In a very plainspoken manner, Guralnick declares: “[S]imply put, this is a book about creativity. Like so many other things in my life, this is a realization I have come to only after the fact.”
Guralnick then goes on to reflect how he’s come to where he is now: “I could act as if I don’t really know how it happened, but it wouldn’t be true. I know exactly how I got to this place, whether for good or for ill, and I can’t pretend otherwise. I wanted to be a writer. Not a rock writer — there was no such thing. I wanted to write novels and stories. And so I did — and occasionally still do. When I was fifteen, I first read the Paris Review interview with Ernest Hemingway in which he spoke of his working methods, and I took note of the fact that he set himself a quota of something like 500 words a day. With as much self-doubt as temerity, I did the same, committing myself to the idea that should inspiration ever deign to visit I was not going to be absent from my post. And so I began a daily vigil that has persisted more or less to this day.”
At the same age he fell in love with the blues. “It was like the writing of Italo Svevo or Henry Green: it just turned me around in a way that I am no more inclined to quantify or explain today than I was then. But I never dreamt of writing about it. There was nowhere to write about it in. And besides, I’m not sure I could have imagined a way in which to truly evoke just what I was feeling at the time. Experience, don’t analyze, my inner voice told me.”

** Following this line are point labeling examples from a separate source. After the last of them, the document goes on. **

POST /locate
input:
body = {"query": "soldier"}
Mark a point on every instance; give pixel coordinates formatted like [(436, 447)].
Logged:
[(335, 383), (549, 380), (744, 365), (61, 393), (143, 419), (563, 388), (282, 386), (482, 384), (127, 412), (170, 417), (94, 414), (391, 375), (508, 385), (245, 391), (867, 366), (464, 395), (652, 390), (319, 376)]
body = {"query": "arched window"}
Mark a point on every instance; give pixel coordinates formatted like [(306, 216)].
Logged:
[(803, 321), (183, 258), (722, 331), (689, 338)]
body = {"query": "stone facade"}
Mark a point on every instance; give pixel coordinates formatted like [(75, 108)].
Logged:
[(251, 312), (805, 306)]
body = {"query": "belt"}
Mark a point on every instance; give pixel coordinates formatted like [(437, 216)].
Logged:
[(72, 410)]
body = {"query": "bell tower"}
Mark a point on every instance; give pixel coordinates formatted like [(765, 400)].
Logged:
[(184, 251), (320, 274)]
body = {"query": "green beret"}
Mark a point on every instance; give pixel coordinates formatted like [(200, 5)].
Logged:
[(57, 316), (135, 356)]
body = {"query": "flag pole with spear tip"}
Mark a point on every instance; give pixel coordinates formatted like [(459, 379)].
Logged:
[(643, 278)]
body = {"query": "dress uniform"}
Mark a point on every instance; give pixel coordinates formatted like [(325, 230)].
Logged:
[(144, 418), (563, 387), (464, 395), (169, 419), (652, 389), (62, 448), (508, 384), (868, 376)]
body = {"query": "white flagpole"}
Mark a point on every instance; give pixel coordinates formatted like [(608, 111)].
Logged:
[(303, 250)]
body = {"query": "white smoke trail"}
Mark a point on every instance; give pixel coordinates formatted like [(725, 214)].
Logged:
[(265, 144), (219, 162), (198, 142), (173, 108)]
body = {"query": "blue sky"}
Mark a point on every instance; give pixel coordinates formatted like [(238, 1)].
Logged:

Getting lost in the music strives with Guralnick’s passion to tell the world about it and about his experience of it: “I wanted to proclaim Muddy Waters’ and Bo Diddley’s genius, I wanted to find some way to describe the transcendent drama of the rhythm and blues revues that I had witnessed, featuring astonishing performances by such virtuosic entertainers as Solomon Burke, Otis Redding, Joe Tex, and Little Richard, sometimes on the same bill.”
As he looks back on his life of writing about music and his passion for writing, he recognizes that while you can’t rekindle the simple enthusiasm you might have at 15 for a musician or a writer, you can nevertheless get lost in the beauty or ingeniousness of it. “What other hope is there except in surrender, whatever indignities surrender may entail?” he writes. “So in the end that is my advice: surrender to the music. That is what I hope the underlying message of my writing to be. Surrender to Sam Cooke and Bob Dylan and Sleepy LeBeef, and the Mighty Clouds of Joy. We are all just looking to get lost.”
So, surrender to Peter Guralnick; get lost in his expressive fan’s notes and appreciations and candid reflections on Ray Charles, Doc Pomus, Colonel Parker, Henry Green, and Chuck Berry. In fact, surrender to the closing section of the book, which he titles “A Fan’s Notes,” long narrative reflections on sources, many of which are mini-profiles in themselves.
Guralnick learned from his grandfather “that everything is just out here waiting to be discovered.” After a few hours of getting lost in Looking to Get Lost: Adventures in Music & Writing, you’ll discover just how much there is still to be discovered about some of your favorite musicians.